Voirie. Les ponts du Lot sont-ils en bon état ?

Qui est chargé de l’entretien des ponts du Lot et combien cela coûte-t-il ? Tour d’horizon de la situation dans le département du Lot.

De tout temps et partout dans le monde, les ponts relient les hommes entre eux. Bâtis, jetés entre deux rives ou deux espaces, ils rassemblent les humains, les enrichissant de leur existence par une meilleure communication.

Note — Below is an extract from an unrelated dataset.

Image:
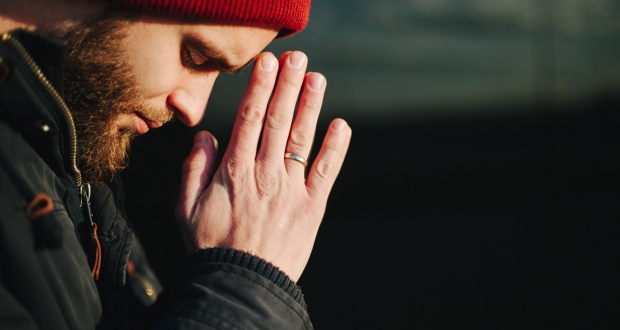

Ils sont souvent chargés d’histoires et de souvenirs, accompagnés de haute technicité comme le viaduc de Millau, voire de légendes comme le pont Valentré.

Parmi les hommes qui les franchissent, se trouvent ceux qui les respectent et les bichonnent, ceux qui les malmènent mais aussi ceux qui… s’affranchissent des règles ! Des catastrophes tragiques viennent raviver doutes et craintes : effondrements du pont Morandi à Gênes en Italie en 2018, au Portugal en 2001, et celui de Mirepoix-sur-Tarn la semaine dernière, accompagnés de trop de victimes. Certains utilisateurs qui empruntent quotidiennement ces ouvrages d’art ne peuvent s’empêcher désormais de les traverser avec quelque appréhension.

3 millions d’euros pour les entretenir

L’immense majorité de la maintenance des ponts relève du Département, qui dépense entre deux et trois millions d’euros par an pour leur surveillance et leur remise en état.

Serge Bladinières, 1er vice-président en charge de la voirie, donne quelques chiffres : le Lot détient le record du département français qui compte le plus d’ouvrages : sur 950 ponts (suspendus ou maçonnés), 9 ponts suspendus sont semblables à celui de Mirepoix et datent des années trente, avec tablier métallique accroché à des piliers et des suspentes (gros câbles) boulonnées à des massifs (points d’ancrage au sol) bâtis en pierres ou en béton sur chaque rive. Le pont le plus ancien du département est le pont Louis-Philippe à Cahors : ses fondations sont en bois, mais dans l’eau, le bois ne pourrit pas !

La hantise de chaque département

Gérard Viossanges, ingénieur responsable du service « Ouvrages d’art et tunnels » au Conseil départemental, explique que l’accident de Mirepoix est la hantise des services de chaque département, que personne n’est à l’abri de sinistres, mais assure que la maintenance est très efficace.

Chaque pont est recensé, avec son dossier de suivi et toute son histoire. Tous les six ans, une visite approfondie des ouvrages est pilotée par le service ; tous les trois ans, une autre visite est effectuée par des entreprises spécialisées ; et enfin, tous bénéficient d’une inspection annuelle plus superficielle par le service départemental. Les problèmes rencontrés sont ensuite hiérarchisés et les travaux programmés. Dernièrement, le pont suspendu de Floirac a été quasiment entièrement remplacé ; celui de Gluges a été décapé et repeint avec trois couches (les travaux les plus chers) ; à Carennac, les massifs ont été doublés, et les suspentes changées. Le pont d’Anglars-Juillac est en passe de bénéficier d’une peinture de protection anti-corrosion. « La passerelle d’Albas a été sauvée pour longtemps, le pont de Pescadoires a été réenduit, les joints de dilatation et les trottoirs refaits », ajoute Serge Bladinières, qui se dit confiant sur le peu de risques dans notre département, « car le service travaille sérieusement » sur le sujet. Gérard Viossanges fait d’ailleurs partie d’un comité technique national, où les informations sont échangées, et des formations engagées.

Respect du tonnage

Et puis, malgré les panneaux installés parfois très en amont, les limitations de tonnage ne sont pas toujours respectées par les véhicules trop lourds. Certains traversent la nuit, d’autres y sont amenés par des GPS encore mal renseignés ou pas informés du tout ! Serge Bladinières fait remarquer que la répétition des surcharges est le plus grand risque, elle fragilise les ouvrages et accélère leur vieillissement.

Que faire donc pour inciter les conducteurs à observer la déviation adéquate à leur tonnage ? Des gabarits limitant la hauteur à l’entrée des ponts ? Ils sont souvent cassés et gênent la circulation des pompiers. Des caméras de vigilance ? Mais comment détecter le tonnage des véhicules ? Des amendes dissuasives ? Il faut pouvoir verbaliser.